Comment 6 Dan Newman 2006-09-08 14:46:16 UTC
In light of

http://sunsolve.sun.com/search/document.do?assetkey=1-26-101834-1&searchclause=101834

I'll be installing Solaris patch 118305-05 tonight.  Since that patch needs to be followed by a reboot,
it won't be obvious what the "real" fix was for this issue with SlimServer as I will have changed two
variables at once: installed a patch AND rebooted the system.  I'll update this bug after the reboot.

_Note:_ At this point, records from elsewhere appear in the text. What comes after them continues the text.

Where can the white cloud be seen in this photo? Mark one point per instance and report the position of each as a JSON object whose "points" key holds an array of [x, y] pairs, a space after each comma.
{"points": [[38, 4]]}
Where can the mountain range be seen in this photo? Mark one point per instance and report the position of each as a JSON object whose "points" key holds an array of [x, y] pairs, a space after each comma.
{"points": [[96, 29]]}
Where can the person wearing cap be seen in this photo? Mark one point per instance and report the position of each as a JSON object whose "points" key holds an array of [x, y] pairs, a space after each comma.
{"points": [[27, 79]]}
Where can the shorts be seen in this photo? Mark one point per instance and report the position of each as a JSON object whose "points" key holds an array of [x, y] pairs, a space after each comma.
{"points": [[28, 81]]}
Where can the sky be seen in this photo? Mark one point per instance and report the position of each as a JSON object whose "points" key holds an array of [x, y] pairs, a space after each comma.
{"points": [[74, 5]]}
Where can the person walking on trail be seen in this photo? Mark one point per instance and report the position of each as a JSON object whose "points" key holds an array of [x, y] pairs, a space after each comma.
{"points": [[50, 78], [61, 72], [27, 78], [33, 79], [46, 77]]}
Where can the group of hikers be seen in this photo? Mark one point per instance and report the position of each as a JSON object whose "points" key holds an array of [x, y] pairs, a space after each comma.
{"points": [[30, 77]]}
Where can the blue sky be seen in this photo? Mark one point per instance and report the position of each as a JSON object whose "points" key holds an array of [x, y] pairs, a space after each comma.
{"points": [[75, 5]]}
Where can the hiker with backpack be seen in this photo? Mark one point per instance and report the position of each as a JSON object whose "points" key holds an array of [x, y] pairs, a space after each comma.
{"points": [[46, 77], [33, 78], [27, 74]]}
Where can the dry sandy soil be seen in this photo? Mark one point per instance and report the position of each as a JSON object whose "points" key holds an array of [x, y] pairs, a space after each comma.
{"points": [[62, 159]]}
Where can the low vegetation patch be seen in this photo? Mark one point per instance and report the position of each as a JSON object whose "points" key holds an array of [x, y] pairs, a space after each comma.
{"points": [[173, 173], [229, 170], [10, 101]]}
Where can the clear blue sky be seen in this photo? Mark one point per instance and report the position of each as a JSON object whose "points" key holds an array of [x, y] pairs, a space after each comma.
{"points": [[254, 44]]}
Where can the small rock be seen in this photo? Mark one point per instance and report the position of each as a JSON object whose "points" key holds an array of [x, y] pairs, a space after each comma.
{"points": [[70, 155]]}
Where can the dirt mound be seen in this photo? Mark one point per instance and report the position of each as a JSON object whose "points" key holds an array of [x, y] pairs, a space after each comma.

Comment 7 Dan Newman 2006-09-08 15:39:00 UTC
Closing as INVALID.  This is indeed a (known) Solaris 9 (and 10) bug.  Spoke with
a/the responsible engineer at Sun, stopped and restarted some interfaces, and
all works now (but will again get into a bad state until such time that I apply patches
112233-12 and 118305-08).  My situation was apparently exacerbated by use of virtual
interfaces and IP multipathing so hopefully it's less likely that others may see this.
Comment 8 Dan Newman 2006-09-12 09:52:03 UTC
Wanted to add one additional bit of debugging info.  If a machine is running the
network backup system Legato Networker / EMC Networker / Sun EBS then the
backup system may be usurping TCP ports 7937-9936 such that processes may
not be able to bind to them even if they don't show up in use with lsof or netstat.
After I installed the Sun patches mentioned previously in this report, I still had
difficulty with some ports in that range.  Use nsrports -S to resolve any
issues with that port range.
Comment 9 Chris Owens 2006-09-12 10:57:07 UTC
Thanks for the additional info, Dan!